Despite living in Jackson Ward, the epicenter of the arts district, I know enough not to try to eat in my neighborhood on First Friday evenings. Instead, Andrew and I decided to test uncharted waters by going to Republic before starting our gallery hopping.
For those who don't know, Republic is one of those places who opted to divide their restaurant with a door to allow for smoking and non-smoking sections. Despite an initial attempt to sit on the breathable side, it was completely full, so we settled for a table on the smokey side (and by smokey, I mean every bar patron was in full puff mode, including the cigar smokers). Our only consolation was that our table was at least in the far back on what was once the stage.
The food was...well, food. I had a really decent cup of soup of the day (a beef stew) followed by Grilled Chorizo and Ricotta canapes with sauteed onions and drizzled with balsamic reduction; essentially they were bruschetta with unnecessary frisee between the meat and cheese. Andrew had the Three Cheese Macaroni topped with Sauteed Shrimp. Enough said about the food.
Arriving back in J-Ward, our walk to Broad Street revealed plenty of parking and a surprisingly small number of attendees. Apparently Richmonders aren't willing to suffer the cold for the sake of art. At Ada Gallery, Bernard Martin's "New Hero" paintings were large-form takes on vintage comics with random elements included. They were striking, and at $8500 each pricey, but visually arresting to say the least. Ghostprint Gallery had carried over Deborah Turbeville's "Unseen Versailles "show, which I had seen last month. There was a film projection on the side of a building on Jefferson Street between Broad and Marshall, the first time I had seen that, but the temperature discouraged lingering to watch for long.
Gallery 5 was where the action was tonight with "Say Love: An Exhibition of Love and Hate." Photographs of ordinary people defining love and hate lined the walls. In the center of the room was James Robertson's sculpture of a seated figure on a bed. It was a striking centerpiece and the artist had not finished it until 5:20 today. I had a fascinating conversation with him about the installation work he is currently doing for the VMFA; unexpected moments like that are the best reason to attend First Fridays.

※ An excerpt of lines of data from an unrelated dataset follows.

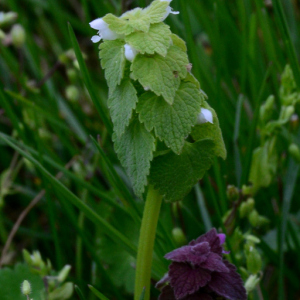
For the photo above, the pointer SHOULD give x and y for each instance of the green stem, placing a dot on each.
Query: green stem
(146, 243)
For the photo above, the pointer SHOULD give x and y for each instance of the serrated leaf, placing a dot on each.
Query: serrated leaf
(135, 151)
(156, 40)
(121, 102)
(161, 74)
(211, 131)
(172, 123)
(177, 41)
(264, 164)
(137, 19)
(11, 280)
(191, 78)
(113, 61)
(174, 175)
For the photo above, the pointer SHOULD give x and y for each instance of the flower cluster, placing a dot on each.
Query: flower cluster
(198, 271)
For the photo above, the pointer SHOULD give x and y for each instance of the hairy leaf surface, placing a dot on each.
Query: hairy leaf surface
(113, 61)
(121, 102)
(172, 123)
(174, 175)
(161, 74)
(156, 40)
(135, 151)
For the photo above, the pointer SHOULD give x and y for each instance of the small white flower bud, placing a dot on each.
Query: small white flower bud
(205, 116)
(26, 288)
(103, 31)
(18, 35)
(130, 52)
(63, 274)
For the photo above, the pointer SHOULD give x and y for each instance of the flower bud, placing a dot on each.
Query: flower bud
(205, 116)
(2, 35)
(72, 74)
(63, 274)
(295, 152)
(266, 109)
(294, 122)
(253, 260)
(246, 207)
(253, 218)
(7, 18)
(26, 288)
(18, 35)
(251, 283)
(232, 193)
(130, 52)
(179, 236)
(287, 112)
(103, 31)
(72, 93)
(247, 190)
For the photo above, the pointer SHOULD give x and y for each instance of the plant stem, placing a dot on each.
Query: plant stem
(146, 243)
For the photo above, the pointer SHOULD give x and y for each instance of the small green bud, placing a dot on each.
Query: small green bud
(252, 239)
(18, 35)
(179, 236)
(251, 283)
(295, 152)
(232, 193)
(2, 35)
(253, 218)
(63, 274)
(266, 109)
(26, 288)
(247, 190)
(72, 93)
(294, 122)
(246, 207)
(253, 260)
(72, 74)
(7, 18)
(286, 112)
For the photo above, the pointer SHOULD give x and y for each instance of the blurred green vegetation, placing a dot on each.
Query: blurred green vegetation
(88, 217)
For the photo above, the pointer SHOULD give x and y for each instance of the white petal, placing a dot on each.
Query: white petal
(99, 24)
(169, 11)
(205, 116)
(108, 34)
(96, 38)
(130, 52)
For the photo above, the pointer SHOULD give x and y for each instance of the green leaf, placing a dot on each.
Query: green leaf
(121, 102)
(177, 41)
(174, 175)
(211, 131)
(135, 151)
(113, 61)
(161, 74)
(11, 280)
(264, 164)
(63, 292)
(137, 19)
(172, 123)
(97, 293)
(156, 40)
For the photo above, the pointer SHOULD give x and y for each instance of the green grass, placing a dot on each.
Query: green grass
(238, 50)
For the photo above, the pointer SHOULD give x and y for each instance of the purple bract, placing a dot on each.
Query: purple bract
(198, 271)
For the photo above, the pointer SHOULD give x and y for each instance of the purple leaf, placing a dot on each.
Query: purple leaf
(228, 285)
(186, 280)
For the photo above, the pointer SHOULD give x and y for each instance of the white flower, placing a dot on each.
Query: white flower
(205, 116)
(130, 52)
(103, 31)
(168, 11)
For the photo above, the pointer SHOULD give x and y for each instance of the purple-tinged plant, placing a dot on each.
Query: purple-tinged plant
(198, 271)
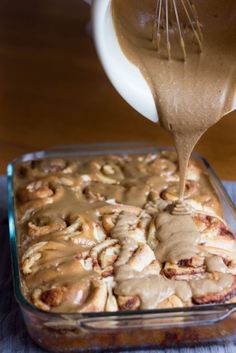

Obviously the police department had anticipated the light crowds because the usual traffic-directing and large police presence were absent. We did see cops on bike and foot, but they were more a part of the crowd than anything else, friendly and chatty.
I saw lots of interesting people at Gallery 5, including Tom Robinson, the G5 building's owner, who dropped to his knees to kiss my hand in greeting and what girl doesn't love that? I ran into a favorite fan of my blog with whom I enjoyed an empathetic conversation about my so-called life and then musician Julie Karr, she of the magnificent voice and throaty laugh. She and I caught up after months of not seeing each other; she was the third person this week to tell me I must go check out the magnificence of the recently reopened Cary Street Gym.
Performing live tonight at G5 were Nude Photos of Celebrities, who began with some technical difficulties and moved on to a post-punk kind of set which was quite enjoyable, sort of a wanna-be Bloc Party sound. The crowd was large and into it, but then a free show should always be worth a listen.
You'd think that after all the walking around we did, we might have lost the smokey scent we acquired at Republic, but that wasn't the case. Honestly, though, we aren't Republic's target customers so we'll know to leave our seats to those who are. In any case, they did provide sustenance for the remainder of a fine evening of art and music. And that's what the evening was really about anyway.